Tamil Tiger rebels say Sri Lanka's military has renewed shelling Tuesday of the only remaining combat zone. The top government doctor in the rebel-controlled territory says at least 45 patients died when a mortar hit the admissions ward of the only remaining medical facility there. The military has repeatedly denied using heavy artillery to try to protect tens of thousands of civilians trapped with the rebels. It says three divisions continue advancing to rescue all the civilians in the final phase of the offensive to defeat the rebels in the sliver of coastal land they still hold. A senior opposition politician contends the Sinhalese-dominated military is deliberately targeting ethnic Tamils.
Sri Lanka's government says the impending battlefield defeat of the Tamil Tigers, regarded as a terrorist organization, will bring national reunification and return democracy to the Tamil-dominated north.
An opposition member of parliament, representing the northern Jaffna district, sees only more trouble ahead, because the government is failing to win Tamil hearts and minds.
In a VOA interview, Suresh Premachandran, of the Tamil National Alliance, blamed the military for civilian deaths during this year's offensive to retake the north and wipe out the rebels.
"Within five months, more than 10,000 killed and 20,000 injured," he said. "Definitely it's a genocide. Definitely the international community is having the duty to stop it."
Top Army commanders contend troops have not killed a single civilian during their offensive.
Government medical workers in the combat zone report hundreds - and possibly thousands - of civilian casualties in recent days.
The TNA's Premachandran blames the military for this latest artillery barrage and predicts more Tamil deaths.
"Definitely they are the people who are shelling and if they are going ahead with this sort of slaughtering, definitely within another two or three days time another few thousand are going to get killed," he said.
Government leaders accuse the Liberation Tigers of Tamil Eelam of firing artillery, killing civilians and then blaming the military.
Premachandran says the LTTE has been fighting for a "just cause," but acknowledges the rebels - condemned for their urban suicide bombings and political assassinations - have committed "excesses."
The TNA has 22 members in parliament, representing the Tamil north and east. Premachandran says he and his party believe in negotiations and the political process to settle the Tamil question in the island nation.
But Premachandran says he has grown increasingly impatient with the political climate, describing the reaction when he and other Tamil politicians speak in parliament.

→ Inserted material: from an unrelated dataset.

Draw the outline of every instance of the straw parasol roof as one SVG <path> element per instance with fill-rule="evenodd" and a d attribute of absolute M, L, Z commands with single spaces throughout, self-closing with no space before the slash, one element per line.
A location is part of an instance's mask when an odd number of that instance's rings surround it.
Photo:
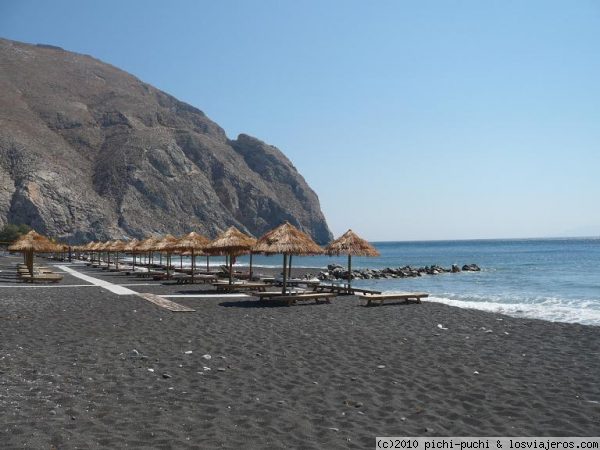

"Immediately all the people who are in the ruling party start to shout, 'You LTTE bugger' and things like that. They are not prepared to listen to us. They are not prepared to discuss matters with us," he added. "If [an opposition member of parliament] speaks the truth, if he criticizes the undemocratic matters happening in this country, immediately he will be called as an LTTE'er."
Premachandran says such accusations have a chilling effect. Three of his fellow TNA members of parliament have been assassinated.
The office of President Mahinda Rajapaksa says it is reaching out to Tamil parties to rebuild civil society in the north.
The Tamil National Alliance says it is boycotting such meetings with the government until it shows sincerity in discussing a ceasefire with the LTTE and accepts a political solution.